By PAUL ANDERSON
SANTA ANA – A former Orange County cheerleading coach was convicted Monday of felony sex charges for molesting 10 girls, with some of the offenses dating back more than two decades.
Jurors convicted Erick Joseph Kristianson, 46, on their first day of deliberations in a Santa Ana courtroom. He was convicted on 23 felony child sex assault counts with sentencing enhancements for multiple victims and substantial sexual conduct.
When he was charged in 2023, prosecutors said that from 2002 to 2008, Kristianson worked as a competitive cheerleading coach at Magic All-Stars and assistant cheer coach at Trabuco Hills High School in 2005, where he was accused of gaining access to some of the young female athletes he was accused of molesting.

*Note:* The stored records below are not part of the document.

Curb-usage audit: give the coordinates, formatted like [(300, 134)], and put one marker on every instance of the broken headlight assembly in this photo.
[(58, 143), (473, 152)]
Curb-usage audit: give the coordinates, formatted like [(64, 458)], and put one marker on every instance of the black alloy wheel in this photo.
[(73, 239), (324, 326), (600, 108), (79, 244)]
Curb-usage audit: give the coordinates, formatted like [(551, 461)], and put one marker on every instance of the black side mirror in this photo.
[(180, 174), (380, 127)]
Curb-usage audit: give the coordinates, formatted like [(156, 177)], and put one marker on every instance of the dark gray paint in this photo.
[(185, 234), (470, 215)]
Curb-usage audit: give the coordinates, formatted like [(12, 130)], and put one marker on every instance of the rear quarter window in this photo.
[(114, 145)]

Additional victims came forward after charges were announced in 2023.
Kristianson, who is scheduled to be sentenced March 19, testified that he never molested any of the girls and that when he worked with some of the accusers in gyms there were security cameras in place.
The accusers from Orange County were “living their lives until 2022” when Kristianson was arrested in a case out of Florida, Deputy District Attorney Juliet Oliver said in her closing argument of the trial.

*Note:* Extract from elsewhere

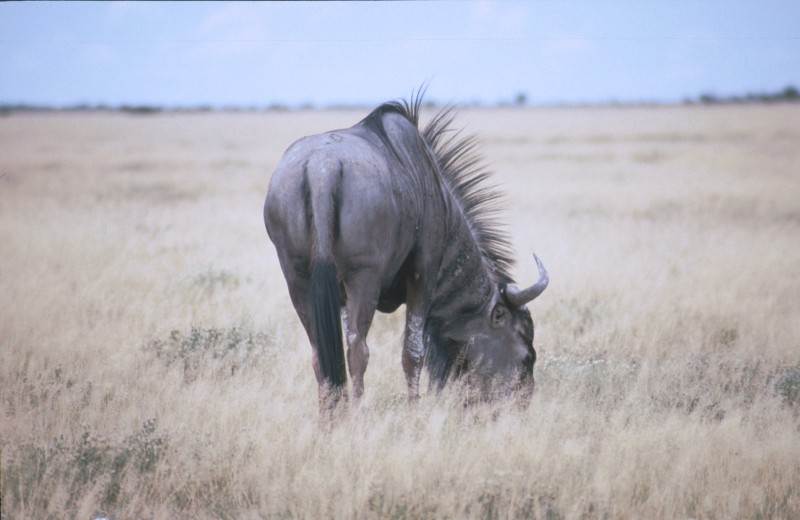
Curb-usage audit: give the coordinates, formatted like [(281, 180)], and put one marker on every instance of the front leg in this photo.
[(413, 352)]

“It became apparent the man who did it to them did it again in Florida,” Oliver said.
One of the alleged victims saw the news in Florida and came forward to Orange County sheriff’s investigators, Oliver said.

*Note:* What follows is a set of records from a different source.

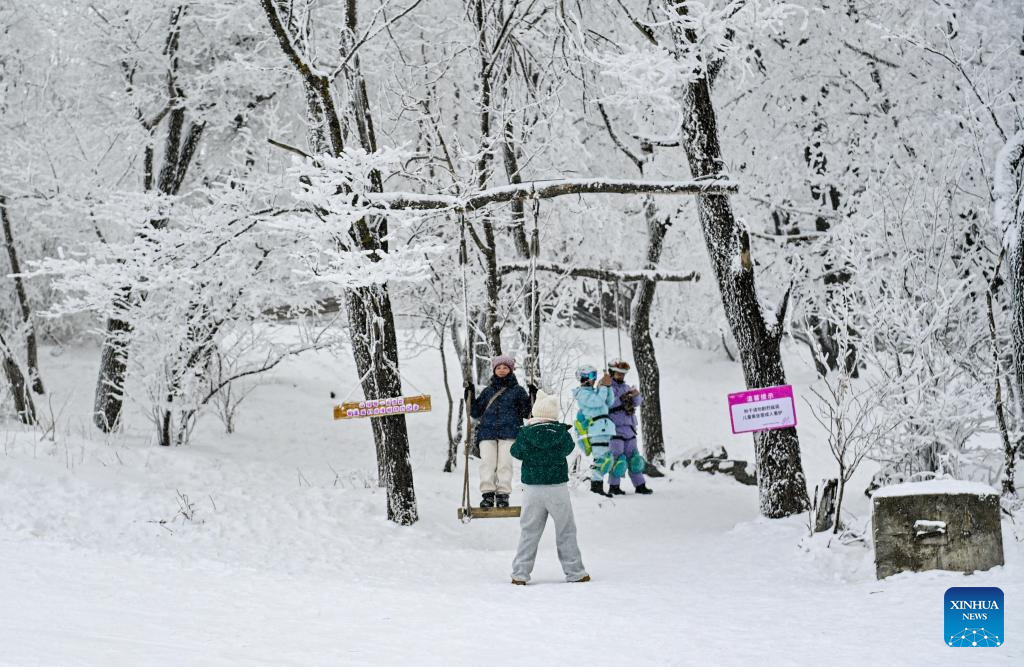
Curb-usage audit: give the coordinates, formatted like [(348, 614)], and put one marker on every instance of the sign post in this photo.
[(383, 407), (767, 409)]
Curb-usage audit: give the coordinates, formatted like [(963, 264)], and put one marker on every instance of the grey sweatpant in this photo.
[(538, 502)]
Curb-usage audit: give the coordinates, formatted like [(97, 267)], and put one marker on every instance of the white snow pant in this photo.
[(538, 502), (496, 466)]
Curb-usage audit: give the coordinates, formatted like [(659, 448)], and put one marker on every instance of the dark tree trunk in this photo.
[(780, 476), (24, 405), (375, 347), (178, 153), (31, 346), (643, 344), (113, 368)]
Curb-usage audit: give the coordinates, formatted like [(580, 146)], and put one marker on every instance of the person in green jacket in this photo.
[(543, 446)]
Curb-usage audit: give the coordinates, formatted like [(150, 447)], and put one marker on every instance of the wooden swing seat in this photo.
[(493, 512)]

“We saw their raw emotion,” Oliver said of the accusers who testified. “The mere sight of him brought them to tears.”
The accusers had no other ulterior motive to come forward, Oliver argued.
One victim had to fly to Orange County to testify in the case, the prosecutor said.
“This is not a woman making things up,” Oliver said. “She knew it was the right thing to do and wanted to get through it as quickly as possible and she told you that on the stand.”
The accusers felt “embarrassment, shame, guilty, self-blame,” Oliver said to explain why it took them years to come forward.
They also felt an “imbalance” at the time as he was an adult and celebrated coach, Oliver argued.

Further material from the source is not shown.